However, while the exact source is not known, the ChatGPT model is trained by collecting data from a variety of sources on the Internet, and given the sheer volume, it is virtually impossible to identify and inform individuals of the relevant processing, or to make a statement regarding the processing of personal data. There are third-party rights to the training dataset; how can the processing and use of the data be licensed by the rights holders? Instead, it can be assumed that personal data found on the internet is processed through models. This therefore effectively excludes the data subject's right to information under Article 13 of the GDPR.There is a fundamental mismatch between data consumption models such as ChatGPT and the protection of individuals under data protection law, and this prevalence also means that the data subject's other rights, such as the right to rectification (Article 16 of the GDPR) or the right to erasure (Article 16 of the GDPR), remain only on paper and cannot be enforced. The collective harm caused by the almost unlimited grabbing of personal data from the Internet transcends the dimension of the individual. In the case of predictive models that utilize the collective database of millions of users, not only do users have no control over it, but they are also unable to utilize their own data.One question that exists for ChatGPT is whether or not it complies with the right to be forgotten in Article 17 of the GDPR, which completely removes personal data from the model when requested by an individual. The difficulty with generative AI implementing the right to be forgotten is that the data created by these systems is persistent, and natural language processing generates responses based on the data collected, making it nearly impossible to remove all traces of personal information. It is uncertain whether ChatGPT or other generative AI models will be able to comply with the right to be forgotten under Article 17 of the GDPR. In addition, there is a fundamental conflict between the right to privacy and an individual's right to demand an explanation when affected by automated decision-making. Machine learning is a data-driven model matching process based on large data sets. When data subjects demand accurate and truthful explanations of automated decisions, it means that the training data must be viewed (rather than anonymized or partial) thereby violating the privacy rights of the subjects from whom the training data originated.
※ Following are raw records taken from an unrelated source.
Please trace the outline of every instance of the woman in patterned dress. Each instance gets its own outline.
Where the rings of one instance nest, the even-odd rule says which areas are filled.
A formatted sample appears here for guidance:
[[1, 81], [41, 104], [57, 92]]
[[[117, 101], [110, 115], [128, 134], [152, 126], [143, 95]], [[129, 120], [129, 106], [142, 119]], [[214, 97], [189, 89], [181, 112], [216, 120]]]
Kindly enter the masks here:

1.5 Issues of Unlawful Bias and Discrimination
Training data is a major source of algorithmic discrimination. Real-world cases in fields such as facial recognition, AI recruitment, and personalized advertising illustrate this point. If the data quality for a specific protected group is generally adversely affected, the risk of discrimination partially correlates with data quality risk or may even be a consequence of it. In the operation of ChatGPT’s algorithmic model, the “machine learning + human annotation” technique serves as the core of the algorithm, fundamentally supporting the goal of generative AI. This combination aims to enhance ChatGPT’s intelligence and accuracy, but it simultaneously increases the legal risks associated with algorithmic bias. The joint use of machine learning and human annotation amplifies the impact of human will and preference compared to previous pure machine learning frameworks, as the influence of personal preferences from human annotation layers atop the inherent biases in machine learning algorithms, resulting in a compounded negative effect from algorithmic bias. Consequently, the sources of algorithmic bias become more varied and difficult to trace and prevent. The U.S. Consumer Financial Protection Bureau (CFPB), the U.S. Department of Justice (DOJ), the Equal Employment Opportunity Commission (EEOC), and the Federal Trade Commission (FTC) issued a joint statement on law enforcement efforts opposing discrimination and bias in automated systems, suggesting that such systems may involve unlawful discrimination in violation of federal law. Many automated systems analyze vast data to identify patterns or correlations, which are then applied to new data to perform tasks, make recommendations, or predict outcomes. While these tools are in operation, they may yield discriminatory outcomes that violate the law, often stemming from biases in data and datasets, models, design, or use. Insufficiently representative or imbalanced datasets that include historically discriminatory or otherwise erroneous data may contribute to discrimination.
2. Data Governance Pathways for the Training Phase of Generative AI
In terms of data governance pathways for the training phase of generative AI, typical countries and regions like the EU and the United States are exploring different approaches. The EU’s Artificial Intelligence Act adopts a classification-based, hierarchical approach that emphasizes transparency in training data. The United States, in contrast, favors a pragmatic attitude prioritizing industry development, with data governance pathways largely relying on industry and corporate self-regulation. The U.S. takes an active stance on the use of publicly available personal information and is also exploring exemptions for the collection of public data.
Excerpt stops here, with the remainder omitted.